Enquanto o meio ambiente exige restauração, resiliência, integração, cooperação e ação para equilibrar o clima do planeta, os grandes poderes continuam provocando e incentivando a degradação ambiental por meio de guerras, poluição e uso descontrolado dos recursos naturais. Como consequência, milhões de pessoas vivem sem acesso às necessidades humanas mais básicas e sofrem diretamente os impactos das mudanças climáticas.

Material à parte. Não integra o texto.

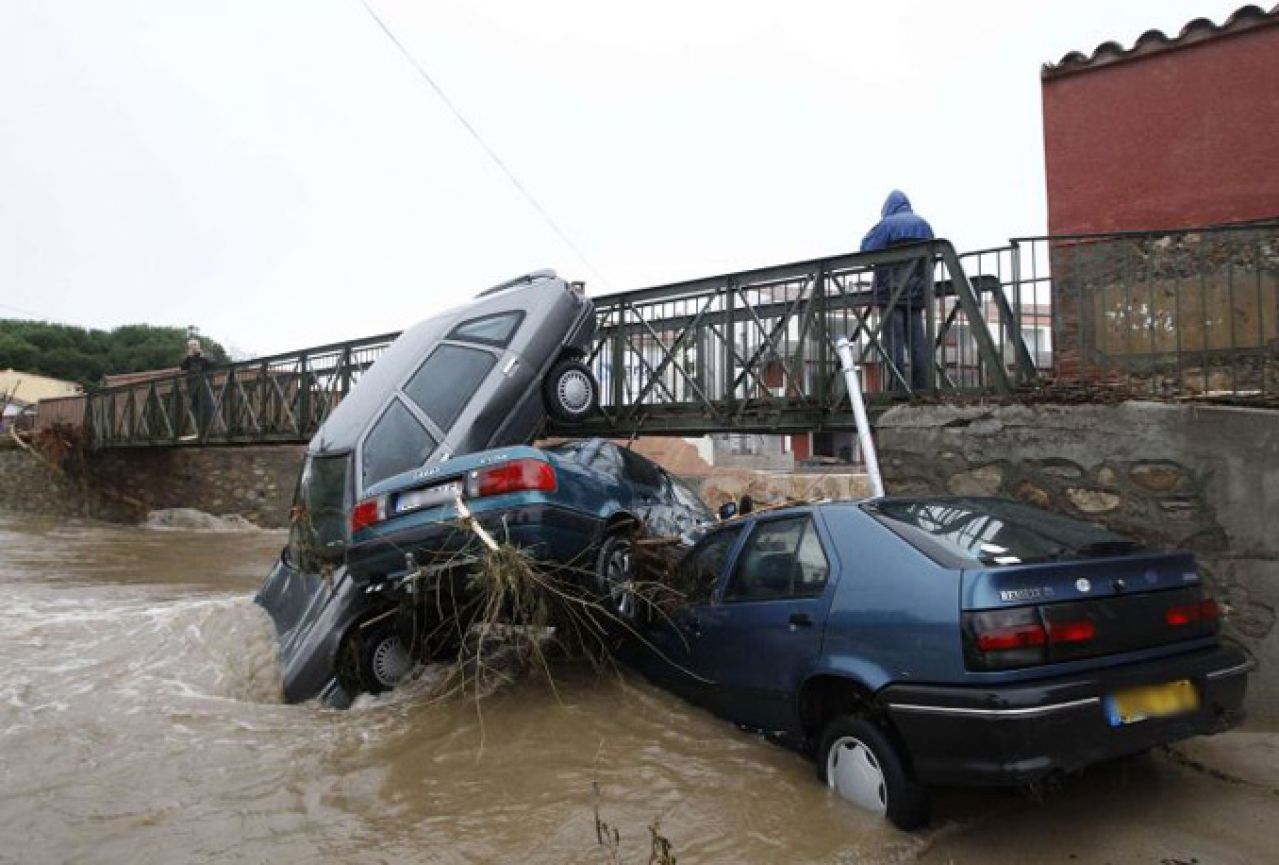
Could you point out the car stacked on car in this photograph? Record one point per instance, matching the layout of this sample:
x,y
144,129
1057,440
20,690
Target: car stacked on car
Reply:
x,y
901,641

No Brasil, a questão ambiental vive hoje uma repressão da legislação e uma maquiagem da consciência coletiva. De uma legislação ambiental considerada exemplar para o mundo, passamos a enfrentar constantes ataques de desintegração das políticas de proteção ambiental, flexibilizando normas e incentivando o uso inadequado dos ecossistemas e recursos naturais.
Pagamos um preço cada vez mais alto por isso. O custo da restauração e recuperação ambiental é muito maior do que o investimento necessário para manter áreas protegidas que garantem o equilíbrio ecológico. Ainda assim, a educação ambiental permanece na superficialidade diante do negacionismo científico e do abafamento dos grandes pensadores da educação.

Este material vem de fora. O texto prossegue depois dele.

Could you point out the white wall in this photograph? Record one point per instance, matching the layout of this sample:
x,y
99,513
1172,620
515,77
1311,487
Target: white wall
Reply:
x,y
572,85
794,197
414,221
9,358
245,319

Como avançar se a consciência crítica é reprimida e submetida a um sistema político polarizado? O ser humano jamais controlará a natureza se continuar confrontando-a sem respeito, cooperação e resiliência.

As respostas para um mundo melhor precisam estar ancoradas nas soluções da própria natureza e na integração entre conhecimentos científicos, tecnológicos e ancestrais. Um modelo de desenvolvimento desenfreado apenas acelera a ameaça de extinção desta proposta de humanidade.
Pequenas iniciativas de sustentabilidade tornam-se insuficientes diante da exploração ilimitada dos recursos naturais, do incentivo massivo ao consumo e da desigualdade no acesso ao que é produzido. É necessário estabelecer políticas ambientais com metas claras, fiscalização efetiva e compromisso real com a preservação da vida.
O tema do Dia Mundial do Meio Ambiente da ONU reforça essa urgência e aponta áreas fundamentais de atuação:
Áreas Prioritárias de Atuação
Ação Climática
Mitigação das emissões de gases de efeito estufa e adaptação às mudanças climáticas.
Biodiversidade e Ecossistemas
Proteção da fauna e da flora, além da reversão da degradação dos solos, florestas e oceanos.
Gestão da Poluição
Combate aos resíduos químicos e tóxicos, bem como à poluição plástica e industrial.